Editor’s Note: 25 years since Poland’s first partly free elections, CNN’s On the Road series visits the country looking at how it has been transformed since the fall of communism while taking a deeper look at its customs and culture. Watch reports on CNN TV from June 2
The Bledow desert was created by humankind's destruction and natural deposits of sand
Multi-million dollar financing has been provided to help safeguard the Polish desert
During World War II, it was used to train occupying German troops before they went to Africa
No, it’s not a mirage: there really is a desert in the middle of Poland.
The Bledow desert – or, as some prefer to call it, the Polish Sahara – has been flummoxing visitors for centuries. Its sprawling sands are entirely at odds with an otherwise verdant country that boasts four lush lake districts, and 30% of which is covered by thick forest.
More bizarre still is the conservation project funded by the EU to preserve this barren anomaly.
Multi-million dollar financing has been provided to help safeguard the Polish desert, through deforestation and the eradication of native plant life. The desert is shrinking, thanks to the return of native fauna, such as pine and fir trees. Money from Natura 2000, a European Union-wide initiative to preserve fragile ecosystems, is trying to stop it.

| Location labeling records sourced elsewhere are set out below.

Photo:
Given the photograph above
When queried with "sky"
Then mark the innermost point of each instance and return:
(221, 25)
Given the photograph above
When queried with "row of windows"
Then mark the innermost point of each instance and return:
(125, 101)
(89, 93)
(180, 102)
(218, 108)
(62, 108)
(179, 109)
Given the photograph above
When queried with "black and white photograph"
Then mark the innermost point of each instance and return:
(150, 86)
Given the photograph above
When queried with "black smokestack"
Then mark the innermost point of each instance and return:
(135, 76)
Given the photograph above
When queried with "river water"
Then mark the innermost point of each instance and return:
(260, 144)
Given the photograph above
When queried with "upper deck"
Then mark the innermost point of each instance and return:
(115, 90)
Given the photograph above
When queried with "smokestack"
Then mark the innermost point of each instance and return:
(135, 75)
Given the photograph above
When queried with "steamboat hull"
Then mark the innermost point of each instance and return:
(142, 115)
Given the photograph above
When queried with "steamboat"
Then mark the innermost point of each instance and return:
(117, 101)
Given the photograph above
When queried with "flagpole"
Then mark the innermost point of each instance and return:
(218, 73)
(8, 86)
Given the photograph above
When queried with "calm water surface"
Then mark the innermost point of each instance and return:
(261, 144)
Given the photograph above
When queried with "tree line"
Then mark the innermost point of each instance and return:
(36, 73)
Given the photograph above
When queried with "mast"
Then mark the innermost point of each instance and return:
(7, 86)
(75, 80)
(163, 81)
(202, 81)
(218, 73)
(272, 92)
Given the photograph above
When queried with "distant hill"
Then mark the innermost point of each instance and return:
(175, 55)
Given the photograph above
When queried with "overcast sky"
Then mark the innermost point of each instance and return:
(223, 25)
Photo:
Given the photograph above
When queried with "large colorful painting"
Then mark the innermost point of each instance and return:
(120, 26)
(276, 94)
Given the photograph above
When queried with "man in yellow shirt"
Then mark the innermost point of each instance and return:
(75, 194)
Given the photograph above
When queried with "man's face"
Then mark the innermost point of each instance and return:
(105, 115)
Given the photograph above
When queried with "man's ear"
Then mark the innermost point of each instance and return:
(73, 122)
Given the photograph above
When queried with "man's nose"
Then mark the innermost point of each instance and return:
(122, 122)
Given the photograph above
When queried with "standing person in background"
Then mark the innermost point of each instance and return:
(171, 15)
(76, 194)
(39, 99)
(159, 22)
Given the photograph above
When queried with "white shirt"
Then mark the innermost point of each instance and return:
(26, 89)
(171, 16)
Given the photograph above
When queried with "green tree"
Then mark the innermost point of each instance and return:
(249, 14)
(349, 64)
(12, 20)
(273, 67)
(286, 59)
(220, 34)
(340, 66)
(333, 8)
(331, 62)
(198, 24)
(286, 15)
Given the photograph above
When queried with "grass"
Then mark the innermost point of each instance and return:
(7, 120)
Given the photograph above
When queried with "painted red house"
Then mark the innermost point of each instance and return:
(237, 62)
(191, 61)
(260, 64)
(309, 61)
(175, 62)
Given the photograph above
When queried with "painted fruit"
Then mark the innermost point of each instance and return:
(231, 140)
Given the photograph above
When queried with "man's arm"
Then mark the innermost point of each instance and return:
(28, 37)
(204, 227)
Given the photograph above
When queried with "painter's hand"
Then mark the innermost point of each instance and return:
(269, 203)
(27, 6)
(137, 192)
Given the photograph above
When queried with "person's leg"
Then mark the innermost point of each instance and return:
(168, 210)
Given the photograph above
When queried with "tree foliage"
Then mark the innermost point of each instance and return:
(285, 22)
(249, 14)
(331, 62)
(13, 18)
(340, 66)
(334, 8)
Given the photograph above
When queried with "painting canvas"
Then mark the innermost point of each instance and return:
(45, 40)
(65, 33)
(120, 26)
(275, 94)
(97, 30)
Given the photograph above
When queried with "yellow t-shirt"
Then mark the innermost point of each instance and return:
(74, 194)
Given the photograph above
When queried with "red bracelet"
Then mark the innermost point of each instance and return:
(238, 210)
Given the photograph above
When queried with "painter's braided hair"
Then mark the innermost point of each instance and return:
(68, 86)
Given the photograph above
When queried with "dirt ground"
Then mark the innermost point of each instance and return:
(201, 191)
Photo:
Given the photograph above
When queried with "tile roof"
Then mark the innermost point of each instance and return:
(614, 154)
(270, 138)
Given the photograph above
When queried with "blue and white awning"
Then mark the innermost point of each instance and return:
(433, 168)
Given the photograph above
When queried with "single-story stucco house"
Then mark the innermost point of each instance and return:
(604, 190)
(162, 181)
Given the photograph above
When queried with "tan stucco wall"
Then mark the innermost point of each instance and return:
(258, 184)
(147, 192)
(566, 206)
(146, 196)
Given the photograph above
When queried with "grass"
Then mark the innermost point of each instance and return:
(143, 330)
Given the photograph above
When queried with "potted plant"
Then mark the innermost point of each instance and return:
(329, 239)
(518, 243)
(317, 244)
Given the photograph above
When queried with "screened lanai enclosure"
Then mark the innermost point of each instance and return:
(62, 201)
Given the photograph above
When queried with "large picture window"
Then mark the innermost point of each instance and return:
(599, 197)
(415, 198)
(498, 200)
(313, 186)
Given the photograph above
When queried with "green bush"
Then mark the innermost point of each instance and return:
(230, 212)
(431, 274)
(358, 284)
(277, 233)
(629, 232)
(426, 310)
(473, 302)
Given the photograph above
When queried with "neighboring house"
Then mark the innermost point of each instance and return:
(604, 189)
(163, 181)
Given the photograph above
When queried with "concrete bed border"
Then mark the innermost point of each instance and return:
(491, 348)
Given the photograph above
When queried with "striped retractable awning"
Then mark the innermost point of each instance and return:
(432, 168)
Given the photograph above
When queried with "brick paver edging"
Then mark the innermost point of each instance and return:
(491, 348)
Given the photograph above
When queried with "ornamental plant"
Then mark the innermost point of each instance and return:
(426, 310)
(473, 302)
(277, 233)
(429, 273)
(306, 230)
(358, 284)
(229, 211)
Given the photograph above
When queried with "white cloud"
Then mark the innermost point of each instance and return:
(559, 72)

“Some people would say why bother? Just let it grown green, let the vegetation grow, let the trees grow. Why not?” says Magdalena Moroń, of the Desert Rejuvenation Program.

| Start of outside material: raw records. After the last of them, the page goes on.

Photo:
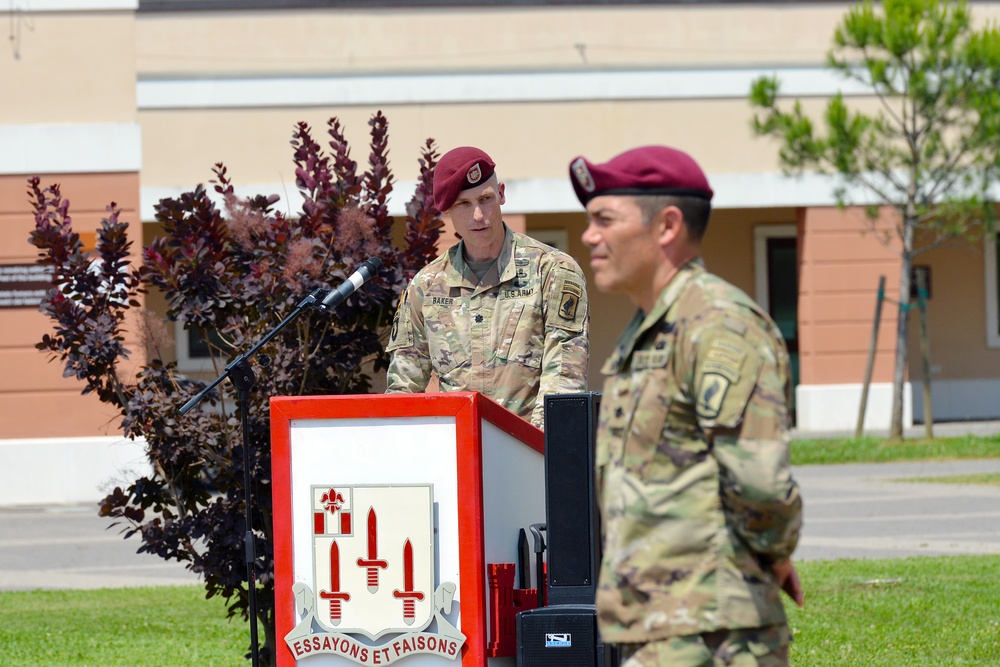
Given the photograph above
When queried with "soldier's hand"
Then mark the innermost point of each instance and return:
(788, 579)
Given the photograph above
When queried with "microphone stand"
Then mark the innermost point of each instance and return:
(241, 374)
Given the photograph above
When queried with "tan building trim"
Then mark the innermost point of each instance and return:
(70, 148)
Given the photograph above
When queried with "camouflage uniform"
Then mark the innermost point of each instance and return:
(696, 490)
(519, 334)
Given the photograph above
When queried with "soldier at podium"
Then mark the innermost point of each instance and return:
(499, 313)
(700, 511)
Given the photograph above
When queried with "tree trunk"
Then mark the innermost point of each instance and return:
(902, 329)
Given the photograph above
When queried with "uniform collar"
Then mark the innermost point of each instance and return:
(462, 276)
(643, 322)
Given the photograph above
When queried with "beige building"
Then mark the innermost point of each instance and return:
(133, 100)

It’s a good question. But far from being man made, the Bledow first came to be via a combination of natural and unnatural factors. In the 13th century, the forest here was felled to foster silver and lead mining.
It revealed a hitherto hidden deep layer of sand, deposited by waters flowing from melting glaciers perhaps a century before. Humankind’s destruction of native plant life, in league with the natural deposit of sand, created the desert.
In the beginning, this dusty expanse measured 150 square kilometers. Today, thanks to the encroaching trees planted in the 1950s by neighboring locals fed up of sweeping sand from their villages, it now commands a dinky 32 square kilometers.
But while it might not quite be the bona fide Sahara, Moroń insists: “This place is worth fighting for. It’s worth working on it to make sure it doesn’t disappear off the map.”
It’s true that Bledow has carved a unique place in its home country’s history. The desert’s eerie emptiness on the fringes of Chechlo village, southern Poland, has long fascinated passers-by (in 1924, a tourist even reported seeing a mirage here). During World War II, it was used to train occupying German troops before they went to the North African front.
For Moroń, the desert’s future rests on it remaining a unique part of Poland. “It’s the only natural desert in our area, (so it’s) a very big attraction for Poland and Europe,” she says. “We are planning to have a lot of tourism here.”
The conservation project’s objectives are to stabilize the desert, establish nature trails, produce a guidebook and attract 1,000 visitors to this sandy oddity a year. But, unlike the camels that this desert doesn’t have, it remains to be seen whether the idea of the Polish Sahara as a major tourist attraction will hold water.